The trial design wasn't to blame for the overall failure, wrote Hankey.
"Although this result might be a chance finding or confounded by the indication for alteplase, complementary pharmacokinetic data in a small number of patients treated with nerinetide showed that alteplase lowered plasma concentrations of nerinetide, probably by converting plasminogen to plasmin, which cleaves peptide bonds not only in fibrin but also in the eicosa peptide nerinetide," Hankey noted.
The researchers noted this surprise finding was not noted in the animal models. Confounding by indication couldn't be excluded, they added.
The trial included 1,105 patients with acute ischemic stroke due to large vessel occlusion treated with endovascular thrombectomy within 12 hours of onset. They were randomized double-blind to a single dose of IV nerinetide at 2.6 mg/kg as quickly as possible during treatment, up to a maximum dose of 270 mg, or saline placebo over a 10-minute period, finished before arterial access closure.
Moderate to good collaterals were required, with the idea it might have been required to deliver the drug. Treatment groups were stratified prospectively by receipt of alteplase, given according to guidelines, and physician's declared choice of endovascular device.

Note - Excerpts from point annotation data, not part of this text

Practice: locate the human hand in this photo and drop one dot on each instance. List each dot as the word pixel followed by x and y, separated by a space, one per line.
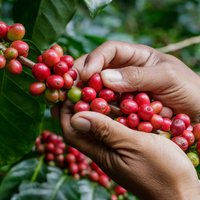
pixel 135 67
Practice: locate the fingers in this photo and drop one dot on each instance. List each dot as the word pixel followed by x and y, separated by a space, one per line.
pixel 153 79
pixel 116 54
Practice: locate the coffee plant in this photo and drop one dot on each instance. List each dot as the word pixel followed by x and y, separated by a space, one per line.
pixel 37 73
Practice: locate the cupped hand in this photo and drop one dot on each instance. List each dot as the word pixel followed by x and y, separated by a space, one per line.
pixel 131 67
pixel 149 165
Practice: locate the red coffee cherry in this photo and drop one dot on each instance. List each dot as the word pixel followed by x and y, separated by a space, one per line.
pixel 81 106
pixel 60 68
pixel 145 112
pixel 58 49
pixel 145 127
pixel 3 29
pixel 50 57
pixel 37 88
pixel 55 82
pixel 99 105
pixel 181 142
pixel 68 59
pixel 133 120
pixel 95 82
pixel 2 62
pixel 40 71
pixel 21 46
pixel 88 94
pixel 16 32
pixel 128 106
pixel 10 53
pixel 177 127
pixel 142 98
pixel 14 66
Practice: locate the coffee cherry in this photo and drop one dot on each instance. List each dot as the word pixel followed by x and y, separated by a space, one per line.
pixel 133 120
pixel 99 105
pixel 177 127
pixel 88 94
pixel 95 82
pixel 107 94
pixel 58 49
pixel 181 142
pixel 37 88
pixel 196 131
pixel 157 106
pixel 166 124
pixel 14 66
pixel 184 117
pixel 145 112
pixel 55 82
pixel 145 127
pixel 122 120
pixel 50 57
pixel 2 62
pixel 128 106
pixel 10 53
pixel 156 121
pixel 81 106
pixel 74 94
pixel 188 135
pixel 72 73
pixel 51 96
pixel 3 29
pixel 16 32
pixel 60 68
pixel 21 46
pixel 142 98
pixel 68 60
pixel 194 158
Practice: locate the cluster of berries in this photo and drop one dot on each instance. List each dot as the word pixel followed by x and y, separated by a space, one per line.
pixel 74 162
pixel 54 74
pixel 12 47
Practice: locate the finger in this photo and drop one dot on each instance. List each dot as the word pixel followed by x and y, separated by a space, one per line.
pixel 117 54
pixel 132 78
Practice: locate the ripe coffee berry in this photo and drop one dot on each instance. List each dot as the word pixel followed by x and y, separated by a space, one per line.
pixel 21 46
pixel 55 82
pixel 88 94
pixel 145 112
pixel 37 88
pixel 95 82
pixel 14 66
pixel 40 71
pixel 128 106
pixel 99 105
pixel 16 32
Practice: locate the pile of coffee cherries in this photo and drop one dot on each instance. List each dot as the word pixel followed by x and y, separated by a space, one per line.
pixel 12 47
pixel 76 164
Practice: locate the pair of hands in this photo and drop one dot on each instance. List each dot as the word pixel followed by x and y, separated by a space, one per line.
pixel 150 166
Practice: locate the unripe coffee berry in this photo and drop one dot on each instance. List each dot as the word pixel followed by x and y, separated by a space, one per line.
pixel 16 32
pixel 40 71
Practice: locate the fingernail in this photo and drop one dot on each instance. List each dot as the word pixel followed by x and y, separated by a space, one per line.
pixel 111 75
pixel 81 124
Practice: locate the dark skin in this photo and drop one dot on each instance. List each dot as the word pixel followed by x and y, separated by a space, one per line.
pixel 150 166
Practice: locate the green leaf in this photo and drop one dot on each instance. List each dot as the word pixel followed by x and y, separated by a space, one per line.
pixel 48 21
pixel 20 115
pixel 95 6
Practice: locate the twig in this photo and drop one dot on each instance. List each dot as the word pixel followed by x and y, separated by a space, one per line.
pixel 180 45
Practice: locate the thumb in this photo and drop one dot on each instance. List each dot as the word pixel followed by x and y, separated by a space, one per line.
pixel 105 131
pixel 129 79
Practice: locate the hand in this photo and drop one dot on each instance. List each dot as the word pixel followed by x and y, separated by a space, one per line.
pixel 140 68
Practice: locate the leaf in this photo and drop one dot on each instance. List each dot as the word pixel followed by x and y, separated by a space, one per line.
pixel 95 6
pixel 20 115
pixel 19 173
pixel 48 21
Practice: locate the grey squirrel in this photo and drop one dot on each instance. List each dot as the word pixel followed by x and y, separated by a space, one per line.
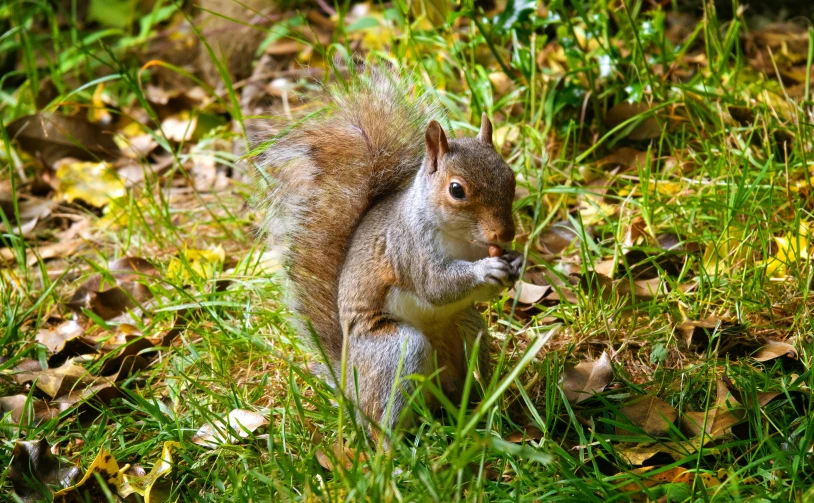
pixel 392 233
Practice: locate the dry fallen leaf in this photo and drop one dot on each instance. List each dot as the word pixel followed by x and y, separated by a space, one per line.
pixel 346 458
pixel 55 338
pixel 242 422
pixel 60 249
pixel 718 420
pixel 53 136
pixel 649 414
pixel 150 485
pixel 94 183
pixel 108 469
pixel 527 293
pixel 561 235
pixel 107 298
pixel 638 454
pixel 775 349
pixel 670 476
pixel 40 410
pixel 587 378
pixel 57 381
pixel 643 129
pixel 528 432
pixel 32 461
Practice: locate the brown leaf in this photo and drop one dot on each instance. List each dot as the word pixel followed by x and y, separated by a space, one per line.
pixel 636 229
pixel 775 349
pixel 32 461
pixel 16 405
pixel 106 467
pixel 719 419
pixel 108 300
pixel 650 414
pixel 696 334
pixel 560 236
pixel 60 249
pixel 528 432
pixel 346 458
pixel 54 338
pixel 242 422
pixel 670 476
pixel 31 210
pixel 638 454
pixel 527 293
pixel 57 381
pixel 644 129
pixel 53 136
pixel 587 378
pixel 625 157
pixel 744 115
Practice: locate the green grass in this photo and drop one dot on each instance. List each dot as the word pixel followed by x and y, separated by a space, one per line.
pixel 715 182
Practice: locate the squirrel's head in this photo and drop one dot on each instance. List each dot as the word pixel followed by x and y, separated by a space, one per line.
pixel 471 187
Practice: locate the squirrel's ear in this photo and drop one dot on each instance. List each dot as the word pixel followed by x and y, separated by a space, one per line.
pixel 485 134
pixel 437 145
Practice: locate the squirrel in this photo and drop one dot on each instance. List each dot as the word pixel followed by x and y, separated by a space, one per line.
pixel 388 230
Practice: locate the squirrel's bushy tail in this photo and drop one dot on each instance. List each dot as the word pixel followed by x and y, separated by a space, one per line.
pixel 326 170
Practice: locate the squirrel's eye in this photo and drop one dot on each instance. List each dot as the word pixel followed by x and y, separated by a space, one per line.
pixel 456 190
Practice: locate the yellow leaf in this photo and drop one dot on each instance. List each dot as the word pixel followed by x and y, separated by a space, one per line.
pixel 145 484
pixel 791 248
pixel 95 183
pixel 106 466
pixel 201 263
pixel 723 254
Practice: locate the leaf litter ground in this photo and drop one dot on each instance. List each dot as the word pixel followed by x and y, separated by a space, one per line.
pixel 664 209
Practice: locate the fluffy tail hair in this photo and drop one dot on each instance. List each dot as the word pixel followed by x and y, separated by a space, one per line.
pixel 326 170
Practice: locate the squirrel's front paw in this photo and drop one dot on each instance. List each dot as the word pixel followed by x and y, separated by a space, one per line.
pixel 496 271
pixel 515 262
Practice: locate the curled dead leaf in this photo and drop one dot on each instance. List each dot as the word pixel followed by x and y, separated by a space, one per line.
pixel 149 485
pixel 345 458
pixel 643 128
pixel 586 379
pixel 34 469
pixel 108 299
pixel 54 136
pixel 650 414
pixel 241 423
pixel 57 381
pixel 775 349
pixel 94 183
pixel 27 412
pixel 718 420
pixel 108 469
pixel 528 432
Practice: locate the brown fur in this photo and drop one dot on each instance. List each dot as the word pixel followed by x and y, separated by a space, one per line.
pixel 380 246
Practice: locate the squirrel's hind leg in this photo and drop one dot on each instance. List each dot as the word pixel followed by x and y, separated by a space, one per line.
pixel 454 351
pixel 375 360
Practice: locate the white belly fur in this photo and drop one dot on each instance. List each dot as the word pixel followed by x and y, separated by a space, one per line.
pixel 406 306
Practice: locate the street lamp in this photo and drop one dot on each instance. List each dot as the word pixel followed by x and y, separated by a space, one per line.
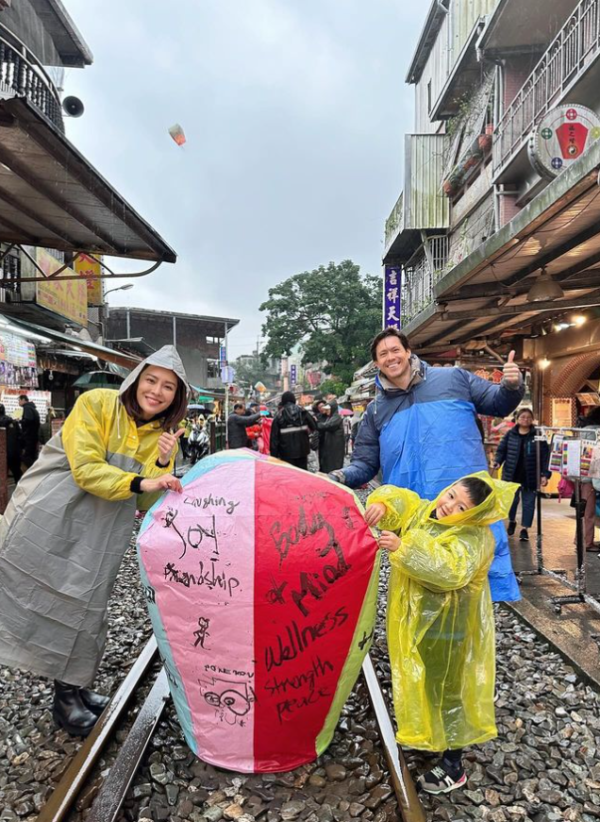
pixel 120 288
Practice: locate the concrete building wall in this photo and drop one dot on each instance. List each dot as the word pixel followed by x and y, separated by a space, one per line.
pixel 191 339
pixel 432 80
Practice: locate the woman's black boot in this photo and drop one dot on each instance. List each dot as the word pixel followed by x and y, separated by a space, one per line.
pixel 94 701
pixel 69 711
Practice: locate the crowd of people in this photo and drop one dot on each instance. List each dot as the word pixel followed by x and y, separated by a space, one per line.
pixel 293 432
pixel 24 435
pixel 439 512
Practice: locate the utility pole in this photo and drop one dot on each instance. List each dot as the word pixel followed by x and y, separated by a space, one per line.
pixel 226 404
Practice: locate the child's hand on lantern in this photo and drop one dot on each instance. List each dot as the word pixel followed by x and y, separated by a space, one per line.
pixel 389 541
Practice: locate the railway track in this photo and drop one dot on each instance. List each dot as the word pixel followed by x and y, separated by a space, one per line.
pixel 111 795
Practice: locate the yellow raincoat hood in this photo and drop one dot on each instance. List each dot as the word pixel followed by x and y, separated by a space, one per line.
pixel 440 621
pixel 66 529
pixel 165 357
pixel 493 509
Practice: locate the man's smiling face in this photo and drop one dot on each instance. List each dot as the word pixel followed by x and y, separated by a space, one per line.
pixel 393 360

An ongoing pivotal trial, FRONTIER, is testing nerinetide administered by paramedics prior to hospital arrival and before alteplase would be administered.
Disclosures
The trial was funded by the Canadian Institutes for Health Research, Alberta Innovates, and NoNO.

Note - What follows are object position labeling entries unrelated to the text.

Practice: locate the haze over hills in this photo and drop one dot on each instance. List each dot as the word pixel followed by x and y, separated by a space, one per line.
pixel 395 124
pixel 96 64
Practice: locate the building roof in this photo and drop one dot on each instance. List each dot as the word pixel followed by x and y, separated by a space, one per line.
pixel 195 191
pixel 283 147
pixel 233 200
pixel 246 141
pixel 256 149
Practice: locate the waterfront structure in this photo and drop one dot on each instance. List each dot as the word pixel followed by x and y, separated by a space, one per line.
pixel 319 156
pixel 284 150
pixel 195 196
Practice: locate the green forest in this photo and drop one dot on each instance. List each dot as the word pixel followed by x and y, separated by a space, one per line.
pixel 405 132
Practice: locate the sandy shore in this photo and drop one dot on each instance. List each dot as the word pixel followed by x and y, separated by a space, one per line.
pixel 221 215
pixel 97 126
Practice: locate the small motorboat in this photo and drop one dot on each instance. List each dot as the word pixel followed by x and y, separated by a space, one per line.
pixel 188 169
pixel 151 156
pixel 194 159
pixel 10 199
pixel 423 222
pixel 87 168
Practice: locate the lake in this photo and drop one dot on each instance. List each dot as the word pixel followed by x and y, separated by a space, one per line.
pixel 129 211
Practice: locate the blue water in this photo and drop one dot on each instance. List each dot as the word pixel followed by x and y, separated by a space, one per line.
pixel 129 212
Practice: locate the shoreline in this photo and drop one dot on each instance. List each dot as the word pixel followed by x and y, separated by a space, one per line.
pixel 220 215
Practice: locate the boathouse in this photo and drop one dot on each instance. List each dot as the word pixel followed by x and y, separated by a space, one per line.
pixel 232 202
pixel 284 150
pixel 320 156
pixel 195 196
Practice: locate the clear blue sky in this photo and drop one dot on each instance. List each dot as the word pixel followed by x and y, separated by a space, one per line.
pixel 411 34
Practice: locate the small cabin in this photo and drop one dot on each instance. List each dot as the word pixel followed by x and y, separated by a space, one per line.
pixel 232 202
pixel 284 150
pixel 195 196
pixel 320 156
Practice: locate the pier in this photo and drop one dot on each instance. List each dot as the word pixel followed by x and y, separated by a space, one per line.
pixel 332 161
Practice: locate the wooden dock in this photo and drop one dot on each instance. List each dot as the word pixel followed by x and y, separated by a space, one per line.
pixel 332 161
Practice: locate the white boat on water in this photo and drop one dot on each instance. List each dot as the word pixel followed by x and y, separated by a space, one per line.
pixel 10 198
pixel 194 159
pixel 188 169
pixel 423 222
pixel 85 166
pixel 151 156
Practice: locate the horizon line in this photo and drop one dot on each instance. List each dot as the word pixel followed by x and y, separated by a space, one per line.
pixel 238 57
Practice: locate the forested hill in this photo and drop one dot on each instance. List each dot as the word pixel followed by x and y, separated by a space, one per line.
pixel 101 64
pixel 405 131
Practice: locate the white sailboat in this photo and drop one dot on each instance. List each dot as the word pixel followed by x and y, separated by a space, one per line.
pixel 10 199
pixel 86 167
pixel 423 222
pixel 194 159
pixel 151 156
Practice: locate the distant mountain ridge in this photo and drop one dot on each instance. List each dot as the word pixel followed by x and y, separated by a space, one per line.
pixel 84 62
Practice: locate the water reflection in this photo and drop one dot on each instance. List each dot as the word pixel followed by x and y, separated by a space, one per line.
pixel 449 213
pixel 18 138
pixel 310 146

Hill disclosed relationships with the Canadian Institutes for Health Research, Alberta Innovates, NoNO, Merck, Hoffmann-La Roche Canada, Covidien (Medtronic), Boehringer-Ingelheim, Stryker, Medtronic, a patent for systems and methods for assisting in decision-making and triaging for acute stroke patients, Calgary Scientific, the Canadian Federation of Neurological Sciences, Circle Neurovascular, Alberta Innovates Health Solutions, CIHR, the Heart & Stroke Foundation of Canada, and the National Institutes of Neurological Disorders and Stroke.
Hankey disclosed relationships with the American Heart Association, AC Immune, Bayer, Bristol-Myers Squibb, and Medscape.